19 september

Vergankelijkheid van de materie

(GJE VI. 20, 13-14)
Ik zei: Zoals nu deze steen enkel door Mijn wil opgelost werd in zijn oer-elementen, zo zou Ik dat ook kunnen doen met de tempel, met alle bergen, de aarde, met zon en maan en met alle sterren, en deze oplossen in hun oorspronkelijke, letterlijke niets, d.w.z in pure gedachten van God die ook geen realiteit zijn zolang zij niet door de liefde en door de almachtige wil van God hun werkelijke vorm en vastheid krijgen.
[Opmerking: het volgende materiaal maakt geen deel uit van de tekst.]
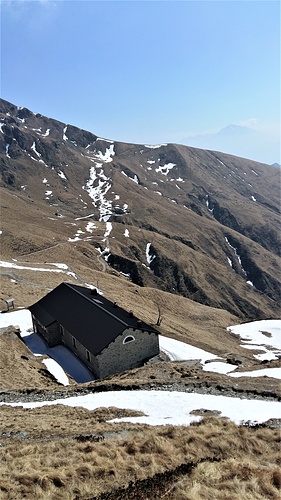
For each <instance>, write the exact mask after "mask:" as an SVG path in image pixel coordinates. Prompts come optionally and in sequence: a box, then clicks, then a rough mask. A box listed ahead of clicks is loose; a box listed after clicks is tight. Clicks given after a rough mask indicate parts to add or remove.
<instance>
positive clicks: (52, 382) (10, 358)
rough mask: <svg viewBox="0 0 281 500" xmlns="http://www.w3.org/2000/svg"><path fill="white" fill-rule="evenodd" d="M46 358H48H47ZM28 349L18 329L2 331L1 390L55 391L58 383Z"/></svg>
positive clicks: (1, 353) (0, 350)
mask: <svg viewBox="0 0 281 500" xmlns="http://www.w3.org/2000/svg"><path fill="white" fill-rule="evenodd" d="M45 357H46V356H45ZM42 359H43V358H42V357H40V359H38V358H37V357H36V356H34V355H33V353H32V352H31V351H30V350H29V349H28V347H27V346H26V345H25V343H24V342H23V340H22V339H21V337H20V334H19V331H18V330H17V328H15V327H13V326H11V327H8V328H6V329H4V331H2V332H1V329H0V384H1V385H0V389H1V391H3V390H7V391H9V390H13V389H15V388H25V390H28V389H34V388H37V389H47V390H48V389H49V390H51V389H55V388H57V387H58V385H59V384H58V382H57V380H56V379H55V377H53V375H52V374H51V373H50V372H49V371H48V370H47V368H46V367H45V365H44V364H43V363H42Z"/></svg>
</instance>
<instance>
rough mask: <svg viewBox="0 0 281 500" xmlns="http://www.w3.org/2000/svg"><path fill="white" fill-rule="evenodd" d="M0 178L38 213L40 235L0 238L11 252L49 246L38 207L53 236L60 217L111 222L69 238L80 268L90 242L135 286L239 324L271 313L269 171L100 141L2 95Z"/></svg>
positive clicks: (277, 215) (76, 223)
mask: <svg viewBox="0 0 281 500" xmlns="http://www.w3.org/2000/svg"><path fill="white" fill-rule="evenodd" d="M0 176H1V177H0V182H1V186H2V187H3V188H4V189H5V190H9V191H10V192H12V193H14V195H15V203H16V200H21V202H23V201H24V202H25V203H28V204H31V203H33V204H34V207H36V211H38V215H39V213H40V214H41V215H40V225H41V227H40V239H39V236H38V234H37V233H38V232H39V228H38V227H37V226H36V224H35V226H34V234H33V238H31V237H28V236H27V238H18V237H17V234H9V236H7V235H5V232H4V234H3V235H2V236H1V238H3V240H4V239H5V238H6V239H5V241H6V244H7V245H9V247H10V249H11V255H12V254H13V252H14V251H15V249H19V248H22V245H23V243H22V242H23V241H25V243H24V245H25V247H24V248H25V249H29V248H32V247H33V248H36V249H40V248H45V247H47V246H48V241H47V240H46V241H44V234H43V233H44V211H48V214H50V211H53V217H54V219H56V222H55V224H56V229H54V231H55V230H56V231H58V233H59V234H60V235H62V234H64V233H63V227H65V226H63V224H64V222H65V221H64V220H63V217H67V218H68V219H67V221H68V224H71V223H72V224H76V225H77V224H78V223H77V222H73V221H74V220H82V219H81V218H85V217H88V219H86V222H85V224H87V223H88V222H89V221H90V223H91V224H92V227H94V225H95V223H96V224H97V223H98V222H99V223H100V224H103V225H106V224H111V226H110V230H107V229H106V231H107V232H108V234H106V231H105V232H104V236H105V237H104V238H103V239H102V242H100V241H101V235H99V237H98V234H97V231H98V230H99V229H93V230H91V231H90V229H87V230H85V227H84V229H83V230H84V233H83V230H82V229H80V231H81V233H80V234H79V233H77V234H76V236H75V238H73V239H72V240H73V241H78V240H82V239H83V240H84V241H83V248H82V246H81V254H83V258H84V259H86V261H87V262H88V265H89V267H90V266H91V265H92V259H93V257H92V255H93V252H94V253H95V252H96V248H97V246H98V247H100V250H99V251H100V253H101V256H100V260H103V261H104V267H105V269H106V270H110V269H115V270H116V271H118V272H120V273H123V274H126V275H129V277H130V279H131V281H133V282H134V283H136V284H137V285H140V286H146V285H149V286H153V287H156V288H160V289H162V290H165V291H167V292H169V293H173V294H180V295H183V296H185V297H188V298H191V299H192V300H194V301H197V302H200V303H203V304H206V305H210V306H215V307H219V308H224V309H227V310H229V311H230V312H232V313H234V314H236V315H241V316H245V317H247V318H255V319H257V317H258V318H262V317H270V316H271V317H275V316H276V315H279V310H280V309H279V300H280V290H281V287H280V280H281V278H280V269H281V266H280V189H279V186H280V169H279V168H277V167H274V166H269V165H264V164H261V163H257V162H254V161H251V160H246V159H242V158H238V157H234V156H231V155H227V154H223V153H219V152H212V151H204V150H200V149H196V148H190V147H186V146H181V145H175V144H167V145H157V146H149V145H140V144H126V143H120V142H113V141H108V140H106V139H101V138H99V137H98V136H97V135H94V134H92V133H91V132H88V131H85V130H81V129H79V128H77V127H74V126H72V125H67V124H63V123H61V122H58V121H57V120H53V119H50V118H47V117H45V116H41V115H40V114H34V113H32V112H31V111H29V110H28V109H26V108H18V107H17V106H14V105H13V104H11V103H8V102H6V101H4V100H1V102H0ZM34 213H35V208H34ZM18 217H19V221H18V222H19V224H24V213H21V214H19V215H18ZM51 218H52V217H49V219H51ZM38 220H39V219H38ZM71 221H72V222H71ZM36 227H37V229H36ZM99 227H100V226H99ZM106 227H107V226H106ZM42 229H43V231H42ZM87 231H88V233H87ZM94 231H96V233H95V232H94ZM91 233H92V234H91ZM81 234H84V236H81ZM37 236H38V238H37ZM86 236H87V237H88V239H87V237H86ZM33 240H34V241H33ZM61 241H63V240H62V236H61ZM36 242H37V243H36ZM26 251H27V250H26Z"/></svg>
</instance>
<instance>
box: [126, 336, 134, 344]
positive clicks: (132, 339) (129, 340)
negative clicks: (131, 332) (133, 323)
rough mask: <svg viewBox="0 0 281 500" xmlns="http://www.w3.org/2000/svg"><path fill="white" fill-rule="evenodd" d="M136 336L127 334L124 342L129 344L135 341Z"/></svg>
mask: <svg viewBox="0 0 281 500" xmlns="http://www.w3.org/2000/svg"><path fill="white" fill-rule="evenodd" d="M134 340H136V339H135V337H133V335H127V337H125V338H124V340H123V344H128V343H129V342H134Z"/></svg>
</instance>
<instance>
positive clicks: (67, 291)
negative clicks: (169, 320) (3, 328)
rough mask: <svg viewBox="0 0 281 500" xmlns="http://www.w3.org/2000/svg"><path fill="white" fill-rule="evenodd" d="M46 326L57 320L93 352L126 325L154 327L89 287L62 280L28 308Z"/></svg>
mask: <svg viewBox="0 0 281 500" xmlns="http://www.w3.org/2000/svg"><path fill="white" fill-rule="evenodd" d="M29 310H30V312H31V313H32V314H33V315H34V316H35V317H36V318H37V319H38V321H39V322H40V323H41V324H42V325H43V326H45V327H47V326H49V325H51V324H52V323H53V322H54V321H57V322H58V323H59V324H60V325H62V326H63V327H64V328H65V329H66V330H67V331H68V332H70V333H71V334H72V335H73V336H74V337H75V338H76V339H77V340H78V341H79V342H81V344H83V345H84V347H86V349H88V350H89V351H90V352H92V353H93V354H94V355H97V354H98V353H99V352H101V351H102V350H103V349H104V348H105V347H106V346H107V345H109V344H110V343H111V342H112V341H113V340H114V339H115V338H116V337H117V336H118V335H120V334H121V333H122V332H123V331H124V330H125V329H126V328H128V327H132V328H139V329H141V330H146V331H150V332H154V333H156V334H158V332H157V330H155V329H154V328H153V327H151V326H149V325H147V324H146V323H144V322H143V321H141V322H140V320H138V318H136V317H135V316H133V315H132V314H130V313H128V311H125V310H124V309H122V308H121V307H119V306H116V304H115V303H113V302H111V301H110V300H108V299H106V298H105V297H103V296H102V295H99V294H98V293H97V294H94V293H93V291H92V290H91V289H89V288H84V287H81V286H77V285H71V284H69V283H62V284H61V285H59V286H58V287H56V288H55V289H54V290H52V291H51V292H50V293H48V295H46V296H45V297H43V298H42V299H41V300H39V301H38V302H36V303H35V304H33V305H32V306H30V307H29Z"/></svg>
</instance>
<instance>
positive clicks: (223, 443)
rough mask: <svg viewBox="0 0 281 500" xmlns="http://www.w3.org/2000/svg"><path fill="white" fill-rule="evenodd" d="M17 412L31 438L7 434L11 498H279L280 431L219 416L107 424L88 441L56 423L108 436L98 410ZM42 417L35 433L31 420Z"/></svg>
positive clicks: (5, 471)
mask: <svg viewBox="0 0 281 500" xmlns="http://www.w3.org/2000/svg"><path fill="white" fill-rule="evenodd" d="M14 411H15V415H16V413H17V412H18V417H19V418H20V419H21V422H22V431H21V432H26V435H16V434H15V435H13V436H11V437H10V439H9V440H6V439H2V447H1V448H0V459H1V477H2V479H1V482H0V491H1V498H3V499H5V500H11V499H13V500H16V499H22V498H28V499H30V500H31V499H36V500H37V499H38V498H40V499H41V498H42V499H48V498H56V499H63V500H68V499H69V500H70V499H73V498H79V499H80V498H81V499H90V498H96V497H98V496H99V495H100V497H99V498H112V499H121V498H122V499H124V500H125V499H127V498H128V499H129V498H139V499H142V498H143V499H144V498H154V499H161V498H165V499H169V500H172V499H173V500H181V499H182V500H199V499H200V500H201V499H206V500H207V499H210V498H217V499H229V500H230V499H235V500H240V499H241V498H243V499H247V500H262V499H269V498H272V499H275V500H277V498H278V495H279V487H280V473H279V472H278V470H279V467H280V465H281V459H280V453H279V452H280V432H279V430H277V429H269V428H257V429H255V428H248V427H238V426H236V425H235V424H233V423H230V422H229V421H227V420H226V419H217V418H214V417H212V418H207V419H205V420H203V421H202V423H199V424H193V425H191V426H189V427H171V426H166V427H155V428H153V427H148V426H137V425H132V424H126V425H124V424H122V425H121V424H118V425H116V426H115V425H113V426H112V425H111V426H110V425H109V424H106V425H105V426H104V427H103V432H102V436H103V439H102V440H98V439H93V437H92V438H91V436H88V438H87V437H86V439H85V440H81V441H82V442H81V441H79V440H77V439H75V436H74V435H72V436H69V435H67V434H65V435H64V434H63V430H62V429H61V428H60V429H57V430H56V429H55V428H54V424H55V421H56V416H57V415H58V413H61V415H64V417H65V423H66V425H65V428H68V432H69V429H70V425H69V422H70V419H73V428H72V431H73V433H74V432H75V430H78V428H80V432H81V430H82V429H83V432H86V431H87V430H89V428H90V429H91V431H92V433H93V434H95V433H96V435H101V427H100V424H101V422H99V421H98V420H99V419H100V418H102V413H101V410H100V411H99V417H98V419H97V420H96V416H95V412H89V411H87V410H82V409H77V410H76V411H77V413H76V412H75V410H74V409H70V408H65V409H63V408H61V407H57V408H54V407H53V408H52V409H50V408H45V409H43V408H41V409H40V410H38V409H37V410H22V409H17V408H15V409H14ZM52 412H54V415H53V417H52V416H51V415H52ZM119 412H120V410H119ZM23 413H25V418H22V417H23ZM33 413H34V416H32V414H33ZM109 413H111V416H112V415H113V414H114V409H112V410H110V411H109ZM35 417H36V418H37V428H36V429H34V431H33V430H32V425H30V424H28V423H27V422H28V421H29V418H31V419H33V418H35ZM49 418H50V421H49ZM103 418H108V415H107V416H106V413H105V414H104V417H103ZM18 423H19V421H18ZM78 423H79V426H78ZM89 423H90V426H89ZM47 428H49V431H50V435H49V437H48V435H47ZM110 428H111V432H110V431H109V429H110ZM106 429H107V430H106ZM61 431H62V432H61ZM56 432H57V435H56ZM130 492H131V494H133V492H134V494H135V496H130ZM148 492H149V495H148V496H147V494H148ZM105 493H107V495H111V496H105Z"/></svg>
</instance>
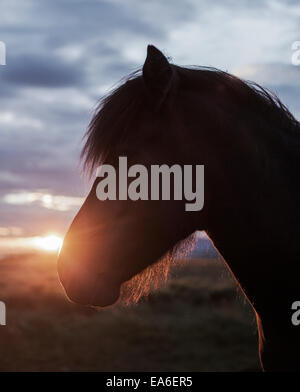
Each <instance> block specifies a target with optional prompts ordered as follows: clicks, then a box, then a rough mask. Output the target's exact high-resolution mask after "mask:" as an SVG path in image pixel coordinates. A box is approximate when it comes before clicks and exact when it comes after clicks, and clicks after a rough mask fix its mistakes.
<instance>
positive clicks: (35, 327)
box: [0, 256, 259, 371]
mask: <svg viewBox="0 0 300 392" xmlns="http://www.w3.org/2000/svg"><path fill="white" fill-rule="evenodd" d="M173 275H175V276H173V277H172V278H171V279H170V280H169V282H168V284H167V285H166V286H165V287H163V288H162V289H161V290H159V291H158V292H156V293H154V294H152V295H151V296H150V297H149V299H148V300H147V301H143V302H141V303H140V304H138V305H135V306H130V307H127V308H124V307H120V306H116V307H114V308H110V309H106V310H95V309H92V308H85V307H82V306H78V305H75V304H72V303H70V302H69V301H68V300H67V299H66V298H65V296H64V293H63V290H62V288H61V287H60V284H59V283H58V279H57V275H56V265H55V259H54V257H51V256H16V257H9V258H6V259H3V260H0V300H1V301H4V302H5V303H6V307H7V325H6V326H0V371H33V370H37V371H75V370H76V371H84V370H89V371H243V370H254V369H258V367H259V365H258V357H257V336H256V327H255V321H254V315H253V312H252V310H251V309H250V307H249V305H247V304H246V303H245V301H244V299H243V297H242V295H241V294H240V293H239V291H238V289H237V287H236V285H235V283H234V281H233V280H232V279H231V277H230V276H229V275H228V273H227V271H226V270H225V269H224V266H223V265H222V263H221V262H220V261H217V260H202V261H200V260H193V261H190V262H188V263H187V264H186V265H185V267H183V268H181V269H180V270H176V271H173Z"/></svg>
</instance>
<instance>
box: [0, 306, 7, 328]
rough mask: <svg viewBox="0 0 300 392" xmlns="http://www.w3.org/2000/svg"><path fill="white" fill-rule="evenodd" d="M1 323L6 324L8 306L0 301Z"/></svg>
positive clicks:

In God heerst niet het principe van verwoesten en vernietigen, maar in zijn eeuwige orde heerst het behoud van alle eenmaal geschapen dingen, echter niet in het voortdurende gericht van de materie, maar ongericht, dus vrij in geest en leven. Daarom is en mag ook geen enkele materie in deze gerichte wereld duurzaam zijn. Alles bestaat slechts gedurende een bepaalde tijd, lost daarna geleidelijk aan op en gaat volgens de orde over in het geestelijke, duurzame en onvergankelijke.
De materie is een graf van het gericht en de tijdelijke dood, en de dode geesten in deze graven moeten ook Mijn stem horen en Mijn wil gehoorzamen, zoals jullie nu gezien hebben. En zoals deze steen nu plotseling opgelost is, zo zal het ook stukje bij beetje met de hele aarde gaan, en dan zal daaruit een nieuwe, geestelijke, onvergankelijke aarde ontstaan vol leven en geluk voor haar geestelijke bewoners, en er zal gericht noch dood op haar hemelse velden heersen; want zij zal ontstaan uit het leven van allen die uit haar ontstaan en op haar geboren zijn.